Com a dupla fritura também se conseguem fazer as batatas empoladas ou assopradas (“soufflées”), com a diferença de serem cortadas em rodelas de cerca de 3 mm de espessura. Quando são introduzidas pela segunda vez, no óleo bem quente, abrem como balão.

Muito mais haveria de sugestões, muitas das quais clássicas e com receitas hoje bem acessíveis: batatas dauphine, duquesa, base de “quenelles”, gratinadas, Anne, aligot, chateau, à padeiro, a murro, recheadas, musselina, salteadas, em trufada, etc. Vamos lá então cozinhar bem batatas e bom proveito.

segunda-feira, 4 de fevereiro de 2013

Hoje há batatas

Lá vou eu outra vez ouvir dizer que estou a infantilizar os leitores, a escrever coisas banais. O tema é a batata. Será que nem que sejam poucos leitores (muitos ou poucos merecem igual respeito) não beneficiarão deste escrito “banal”? Mesmo com a net a abarrotar de informação sobre a batata, há notas e truques que não serão tão fáceis de encontrar. Das coisas bem conhecidas, relembro telegraficamente, como se segue.

Que a batata (Solanum tuberosum) é o tubérculo de uma planta andina, principalmente do Peru, trazida para a Europa no século XVI, muito para a Inglaterra (ainda se chama popularmente batata inglesa pelo menos no Brasil e nos Açores, para distinguir da batata doce). Que uma praga da batata, em meados do século XIX, causou um milhão de mortos e originou a primeira emigração maciça de irlandeses para a América. Que os maiores produtores e consumidores são a China, a Rússia e a Índia (mais de um terço da produção mundial). Que é o quarto alimento mais consumido, a seguir ao milho, ao trigo e ao arroz.

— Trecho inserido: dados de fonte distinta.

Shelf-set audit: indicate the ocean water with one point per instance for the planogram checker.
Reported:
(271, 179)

Vou abordar dois aspectos: a variedade de batatas e a sua indicação culinária; e alguns aspectos técnicos da cozinha da batata. Hoje ficamos pelo primeiro aspecto.

A batata tem milhares de variedades, umas naturais outras obtidas por cruzamentos. Os objectivos da selecção dessas variedades são, principalmente, o aumento da produtividade (produção por área), a resistência a pragas e a melhor qualidade culinária. Por isto, a composição e valor calórico da batata são médias. 100 g de batata cozida (uma batata média cozida pesa cerca de 80 g) representam 85 Kcal, com 2 g de proteínas, 19,1 g de hidratos de carbono, 1,3 g de fibras e boa concentração de cálcio, ferro e vitaminas A e C. Para batata crua, os valores equivalentes são, respectivamente, 70 Kcal, 1,9 g, 15,9 g e 2,5 g.

Ainda há duas décadas ou menos, a batata de diferentes variedades vendia-se a granel, conforme a época e mesmo cozinheiros profissionais, ou amadores com certo traquejo não conheciam as variedades de batata e a sua melhor utilização. Depois se via o resultado: “estas batatas cozidas estão muito farinhentas”, ou “demoraram muito a cozer”, ou “o puré ficou mais aguado e quase nem pus leite”. Depois explicarei.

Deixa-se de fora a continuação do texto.